Zaaknummer CBE 21.108

Zaaknummer: CBE 21.108
Verweerster: de Examencommissie Bedrijfskunde
Onderwerp: Taaltoets toelating master
Uitspraak: ongegrond

Naar het oordeel van het College is het niet onredelijk dat aan de toelating tot een Engelstalige masteropleiding objectieve en verifieerbare eisen worden gesteld aan de hand waarvan aangetoond dient te worden dat men de Engelse taal voldoende beheerst om met succes te opleiding te kunnen volgen. Door middel van een taalcertificaat kan op een objectieve manier het niveau van Engels van de kandidaten worden beoordeeld. Dat bepaalde categorieën studenten, zoals hierboven genoemd, geen taaltoets hoeven te doen is niet op voorhand als onredelijk of discriminatoir te bestempelen.

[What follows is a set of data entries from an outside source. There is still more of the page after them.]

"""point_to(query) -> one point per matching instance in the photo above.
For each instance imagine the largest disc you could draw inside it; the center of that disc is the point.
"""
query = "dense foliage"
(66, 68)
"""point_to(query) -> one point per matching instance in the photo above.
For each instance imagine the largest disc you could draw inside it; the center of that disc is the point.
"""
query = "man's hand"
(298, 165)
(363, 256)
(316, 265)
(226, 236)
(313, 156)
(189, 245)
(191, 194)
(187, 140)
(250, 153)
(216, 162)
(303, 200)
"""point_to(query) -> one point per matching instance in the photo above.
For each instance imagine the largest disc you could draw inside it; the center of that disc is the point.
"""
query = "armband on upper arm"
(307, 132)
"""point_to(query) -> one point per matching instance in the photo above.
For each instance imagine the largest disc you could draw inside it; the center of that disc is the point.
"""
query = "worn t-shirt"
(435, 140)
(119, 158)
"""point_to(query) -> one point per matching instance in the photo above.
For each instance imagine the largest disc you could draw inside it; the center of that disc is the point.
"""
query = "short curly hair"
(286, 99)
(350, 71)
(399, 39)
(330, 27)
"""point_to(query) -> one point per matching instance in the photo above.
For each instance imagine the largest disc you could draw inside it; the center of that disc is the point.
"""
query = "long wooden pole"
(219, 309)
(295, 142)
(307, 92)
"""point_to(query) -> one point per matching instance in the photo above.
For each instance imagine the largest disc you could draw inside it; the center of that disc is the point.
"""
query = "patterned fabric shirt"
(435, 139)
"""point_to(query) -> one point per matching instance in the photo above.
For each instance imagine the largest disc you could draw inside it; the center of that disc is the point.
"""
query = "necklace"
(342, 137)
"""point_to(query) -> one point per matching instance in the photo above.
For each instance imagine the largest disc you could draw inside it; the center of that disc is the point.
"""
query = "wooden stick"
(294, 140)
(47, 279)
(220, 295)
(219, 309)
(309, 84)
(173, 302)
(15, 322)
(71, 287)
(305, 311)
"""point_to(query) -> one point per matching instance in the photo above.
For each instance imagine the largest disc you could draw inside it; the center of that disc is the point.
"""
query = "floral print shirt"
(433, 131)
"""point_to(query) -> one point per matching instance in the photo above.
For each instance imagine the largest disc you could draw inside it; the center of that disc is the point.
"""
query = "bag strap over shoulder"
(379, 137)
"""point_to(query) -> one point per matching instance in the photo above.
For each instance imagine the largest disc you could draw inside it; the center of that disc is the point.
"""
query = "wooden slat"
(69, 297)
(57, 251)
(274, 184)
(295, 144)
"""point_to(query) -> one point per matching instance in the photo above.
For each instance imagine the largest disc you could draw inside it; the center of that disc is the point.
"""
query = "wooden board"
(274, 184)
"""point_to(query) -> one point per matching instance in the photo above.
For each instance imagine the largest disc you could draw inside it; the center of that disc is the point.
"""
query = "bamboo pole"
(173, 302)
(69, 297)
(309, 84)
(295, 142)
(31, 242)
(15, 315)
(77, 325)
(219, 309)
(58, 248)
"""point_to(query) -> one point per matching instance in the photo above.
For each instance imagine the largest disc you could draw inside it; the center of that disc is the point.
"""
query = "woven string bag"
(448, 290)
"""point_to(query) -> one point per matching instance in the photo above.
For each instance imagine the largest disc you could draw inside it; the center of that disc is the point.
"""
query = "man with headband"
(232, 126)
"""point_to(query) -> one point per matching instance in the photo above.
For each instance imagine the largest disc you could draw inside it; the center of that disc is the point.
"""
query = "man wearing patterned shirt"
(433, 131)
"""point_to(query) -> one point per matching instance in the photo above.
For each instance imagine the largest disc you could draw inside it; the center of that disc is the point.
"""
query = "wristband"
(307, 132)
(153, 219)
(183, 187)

Het College begrijpt dat het voor appellant als frustrerend voelt om een Engelse taaltoets te moeten afleggen, ondanks dat Engels zijn officiële voertaal is. Het College heeft begrip voor het standpunt van appellant dat, gelet op het grote aantal landen in de wereld (het zijn er tientallen) waarbij het Engels (een van de) officiële landsta(a)l(en) vormt, de landen en lidstaten die in de Bijlage zijn vrijgesteld van het aanleveren van een taalcertificaat Engels, als een beperkte lijst overkomt. De vraag echter of in zijn algemeenheid kan worden aangenomen dat alle studenten die waar ook ter wereld met Engels als officiële voertaal zijn opgevoed over voldoende Engelse taalbeheersing beschikken om de masteropleiding te volgen en dus vrijgesteld zouden moeten worden van het overleggen van een taalcertificaat,  is  naar het oordeel van het College niet eenvoudig te beantwoorden. Het eisen van een taalcertificaat op C1 niveau of vergelijkbaar om duidelijkheid te verkrijgen over de voldoende beheersing van de Engelse taal is dan ook niet onredelijk of disproportioneel. Gelet op de beleidsvrijheid van het instellingsbestuur ziet het College dan ook geen aanleiding om deze toelatingseisen aan te merken als onredelijk of als discriminerend.